Tanshinone I promotes angiogenesis and improves ventricular remodeling post-myocardial infarction via ALDH2 signaling-mediated ferroptosis inhibition.

BACKGROUND: Tanshinone I (Tan I) has diverse cardioprotective effects, including improving post-myocardial infarction (MI) ventricular remodeling. Ventricular remodeling can be improved by inhibiting endothelial cell (EC) ferroptosis to promote post-MI angiogenesis, but how Tan I does this remains unclear. Thus, we investigated how EC ferroptosis mediates post-MI angiogenesis and Tan I's role in this process.
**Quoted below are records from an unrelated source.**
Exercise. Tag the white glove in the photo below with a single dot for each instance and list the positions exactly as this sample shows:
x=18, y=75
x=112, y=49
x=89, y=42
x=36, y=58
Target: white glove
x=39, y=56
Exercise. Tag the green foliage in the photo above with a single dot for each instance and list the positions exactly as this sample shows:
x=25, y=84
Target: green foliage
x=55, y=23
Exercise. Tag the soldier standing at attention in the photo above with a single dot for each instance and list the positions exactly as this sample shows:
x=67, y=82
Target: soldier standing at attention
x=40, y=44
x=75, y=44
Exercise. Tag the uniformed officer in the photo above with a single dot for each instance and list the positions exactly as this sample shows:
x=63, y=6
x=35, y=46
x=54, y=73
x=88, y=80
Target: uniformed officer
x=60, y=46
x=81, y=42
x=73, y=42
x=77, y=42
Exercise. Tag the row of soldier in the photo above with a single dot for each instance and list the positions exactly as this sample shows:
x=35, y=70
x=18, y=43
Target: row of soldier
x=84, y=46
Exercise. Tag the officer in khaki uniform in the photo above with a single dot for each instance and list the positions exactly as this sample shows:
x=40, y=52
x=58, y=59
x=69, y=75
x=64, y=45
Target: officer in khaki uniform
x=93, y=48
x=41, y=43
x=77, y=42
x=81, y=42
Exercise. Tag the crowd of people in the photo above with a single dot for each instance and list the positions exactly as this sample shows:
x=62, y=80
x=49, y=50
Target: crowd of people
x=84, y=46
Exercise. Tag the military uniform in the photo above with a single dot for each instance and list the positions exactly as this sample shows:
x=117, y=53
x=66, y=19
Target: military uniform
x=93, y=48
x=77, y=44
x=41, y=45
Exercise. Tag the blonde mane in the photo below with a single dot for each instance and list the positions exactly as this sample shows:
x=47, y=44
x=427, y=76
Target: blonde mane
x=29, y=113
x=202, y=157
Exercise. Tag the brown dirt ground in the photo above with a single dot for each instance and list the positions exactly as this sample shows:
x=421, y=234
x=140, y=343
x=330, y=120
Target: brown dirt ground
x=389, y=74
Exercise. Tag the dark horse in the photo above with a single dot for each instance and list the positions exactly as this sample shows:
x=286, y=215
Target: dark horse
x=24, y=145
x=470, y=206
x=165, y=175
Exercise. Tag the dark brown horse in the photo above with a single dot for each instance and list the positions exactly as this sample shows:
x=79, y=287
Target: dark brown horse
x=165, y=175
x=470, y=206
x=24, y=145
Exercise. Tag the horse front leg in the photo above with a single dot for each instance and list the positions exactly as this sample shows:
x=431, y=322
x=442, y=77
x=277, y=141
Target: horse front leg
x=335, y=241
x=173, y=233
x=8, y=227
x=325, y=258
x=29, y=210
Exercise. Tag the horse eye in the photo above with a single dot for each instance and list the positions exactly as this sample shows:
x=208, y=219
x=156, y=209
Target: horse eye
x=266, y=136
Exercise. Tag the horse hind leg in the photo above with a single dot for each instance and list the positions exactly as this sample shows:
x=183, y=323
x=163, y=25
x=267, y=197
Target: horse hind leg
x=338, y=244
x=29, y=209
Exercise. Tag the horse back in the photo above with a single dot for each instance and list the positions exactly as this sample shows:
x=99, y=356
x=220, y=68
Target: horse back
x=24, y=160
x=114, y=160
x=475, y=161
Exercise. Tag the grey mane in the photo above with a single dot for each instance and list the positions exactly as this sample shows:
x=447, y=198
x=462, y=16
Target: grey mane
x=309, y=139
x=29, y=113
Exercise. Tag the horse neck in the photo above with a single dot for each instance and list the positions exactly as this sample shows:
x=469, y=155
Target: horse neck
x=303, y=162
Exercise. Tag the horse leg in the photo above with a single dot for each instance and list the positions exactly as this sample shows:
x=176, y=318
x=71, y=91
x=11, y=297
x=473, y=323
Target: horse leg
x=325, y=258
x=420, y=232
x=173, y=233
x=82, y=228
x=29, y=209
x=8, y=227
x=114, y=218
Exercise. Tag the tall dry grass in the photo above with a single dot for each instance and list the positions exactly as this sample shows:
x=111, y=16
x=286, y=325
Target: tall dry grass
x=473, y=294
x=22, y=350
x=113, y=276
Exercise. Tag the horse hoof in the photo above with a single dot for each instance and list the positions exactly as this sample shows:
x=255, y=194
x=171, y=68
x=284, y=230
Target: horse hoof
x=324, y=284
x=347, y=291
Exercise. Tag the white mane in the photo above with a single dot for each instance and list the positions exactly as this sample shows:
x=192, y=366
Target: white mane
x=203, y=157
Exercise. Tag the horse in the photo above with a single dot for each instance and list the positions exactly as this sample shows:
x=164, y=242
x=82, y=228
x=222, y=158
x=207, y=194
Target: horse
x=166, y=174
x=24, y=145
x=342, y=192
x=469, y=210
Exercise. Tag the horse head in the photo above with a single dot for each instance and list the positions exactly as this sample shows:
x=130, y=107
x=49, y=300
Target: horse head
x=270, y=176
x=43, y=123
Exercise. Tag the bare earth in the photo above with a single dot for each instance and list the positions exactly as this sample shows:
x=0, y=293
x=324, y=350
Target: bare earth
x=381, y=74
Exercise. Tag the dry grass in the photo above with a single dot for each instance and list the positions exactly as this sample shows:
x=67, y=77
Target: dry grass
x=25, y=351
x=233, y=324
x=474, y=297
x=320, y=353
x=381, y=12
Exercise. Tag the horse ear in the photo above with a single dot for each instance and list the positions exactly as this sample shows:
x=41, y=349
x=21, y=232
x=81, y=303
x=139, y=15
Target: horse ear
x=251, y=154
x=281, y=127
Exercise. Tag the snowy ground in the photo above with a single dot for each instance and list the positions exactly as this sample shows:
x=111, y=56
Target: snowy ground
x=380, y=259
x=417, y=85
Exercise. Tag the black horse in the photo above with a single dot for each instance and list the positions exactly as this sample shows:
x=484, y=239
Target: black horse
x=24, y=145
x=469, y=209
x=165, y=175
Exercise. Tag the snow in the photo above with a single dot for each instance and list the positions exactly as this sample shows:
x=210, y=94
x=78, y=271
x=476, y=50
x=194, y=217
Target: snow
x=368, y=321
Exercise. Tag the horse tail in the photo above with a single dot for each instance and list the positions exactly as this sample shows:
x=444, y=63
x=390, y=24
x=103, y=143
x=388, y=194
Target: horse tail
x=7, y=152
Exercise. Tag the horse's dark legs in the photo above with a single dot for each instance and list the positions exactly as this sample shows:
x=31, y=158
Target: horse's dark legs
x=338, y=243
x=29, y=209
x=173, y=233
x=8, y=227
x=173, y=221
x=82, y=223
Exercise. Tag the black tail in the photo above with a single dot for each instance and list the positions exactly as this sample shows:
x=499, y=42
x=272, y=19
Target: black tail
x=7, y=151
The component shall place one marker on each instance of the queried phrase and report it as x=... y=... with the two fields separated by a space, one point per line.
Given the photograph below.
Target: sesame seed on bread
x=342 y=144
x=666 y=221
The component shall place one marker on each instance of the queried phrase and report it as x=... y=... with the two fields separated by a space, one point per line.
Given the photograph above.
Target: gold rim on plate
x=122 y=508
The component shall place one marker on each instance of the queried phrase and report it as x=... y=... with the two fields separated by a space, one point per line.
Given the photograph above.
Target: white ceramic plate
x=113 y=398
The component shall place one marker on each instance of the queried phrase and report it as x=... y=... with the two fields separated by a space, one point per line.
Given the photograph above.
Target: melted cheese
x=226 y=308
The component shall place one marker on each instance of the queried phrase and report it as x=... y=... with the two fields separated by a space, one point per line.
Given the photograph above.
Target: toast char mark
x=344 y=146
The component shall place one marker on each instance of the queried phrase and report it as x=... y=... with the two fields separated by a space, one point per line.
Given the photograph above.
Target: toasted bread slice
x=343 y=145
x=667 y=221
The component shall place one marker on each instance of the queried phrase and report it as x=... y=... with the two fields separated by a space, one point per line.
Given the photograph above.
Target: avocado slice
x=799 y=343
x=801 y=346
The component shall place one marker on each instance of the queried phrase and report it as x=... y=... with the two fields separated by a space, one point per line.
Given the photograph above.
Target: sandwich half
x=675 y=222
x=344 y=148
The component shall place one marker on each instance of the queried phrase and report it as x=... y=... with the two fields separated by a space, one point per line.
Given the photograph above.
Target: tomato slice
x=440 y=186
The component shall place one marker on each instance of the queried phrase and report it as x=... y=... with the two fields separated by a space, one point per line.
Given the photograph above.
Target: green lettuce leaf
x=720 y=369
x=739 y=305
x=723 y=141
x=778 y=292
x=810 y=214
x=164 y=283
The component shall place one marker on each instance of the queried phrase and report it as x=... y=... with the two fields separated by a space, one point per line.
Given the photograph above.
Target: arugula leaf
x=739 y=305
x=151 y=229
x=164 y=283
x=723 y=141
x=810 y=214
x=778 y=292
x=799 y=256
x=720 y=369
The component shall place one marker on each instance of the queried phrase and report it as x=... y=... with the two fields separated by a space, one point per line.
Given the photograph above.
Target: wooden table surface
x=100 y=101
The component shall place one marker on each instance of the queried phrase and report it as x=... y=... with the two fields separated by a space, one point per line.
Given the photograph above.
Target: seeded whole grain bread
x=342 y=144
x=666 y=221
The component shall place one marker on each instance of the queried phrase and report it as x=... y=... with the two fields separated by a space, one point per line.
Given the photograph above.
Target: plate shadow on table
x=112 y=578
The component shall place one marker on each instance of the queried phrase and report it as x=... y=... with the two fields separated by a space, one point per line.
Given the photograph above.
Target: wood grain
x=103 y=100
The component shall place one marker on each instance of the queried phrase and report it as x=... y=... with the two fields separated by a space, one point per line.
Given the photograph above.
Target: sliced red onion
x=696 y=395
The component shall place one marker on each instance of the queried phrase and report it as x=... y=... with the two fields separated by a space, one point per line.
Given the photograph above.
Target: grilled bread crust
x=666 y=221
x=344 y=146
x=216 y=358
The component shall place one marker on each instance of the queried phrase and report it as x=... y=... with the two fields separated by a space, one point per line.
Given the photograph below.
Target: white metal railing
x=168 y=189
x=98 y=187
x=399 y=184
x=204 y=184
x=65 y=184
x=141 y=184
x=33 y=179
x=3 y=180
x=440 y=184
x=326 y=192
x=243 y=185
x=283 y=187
METHODS: In vivo experiments: A mouse model of MI was established to evaluate cardiac function, myocardial injury, collagen deposition, and EC ferroptosis. CD31 expression was measured to assess angiogenesis, and western blot analysis was used to detect ALDH2 signaling-related proteins (ALDH2, xCT, GPX4). In vitro experiments: Ferroptotic human umbilical vein endothelial cells (HUVECs) induced by erastin were treated with Tan I to assess ferroptosis, cell proliferation, migration, and tubular network formation. Western blot analysis was used to detect ALDH2 signaling-related proteins. Additionally, the role of Tan I was further verified by using the ferroptosis inhibitor ferrostatin-1, the ALDH2 agonist Alda-1, or the ALDH2 inhibitor daidzein in vitro and in vivo models, respectively. RESULTS: We found that Tan I improved post-infarction cardiac function and myocardial injury, inhibited post-infarction collagen deposition and EC ferroptosis, and promoted CD31 expression in vivo by activating ALDH2 and promoting ALDH2 signaling-related protein levels. Additionally, Tan I inhibited ferroptosis, promoted proliferation and migration, and enhanced tubular network formation in HUVECs in vitro by activating ALDH2 and promoting ALDH2 signaling-related protein levels. CONCLUSION: Tan I may improve ventricular remodeling by activating ALDH2 signaling, inhibiting EC ferroptosis, and promoting angiogenesis.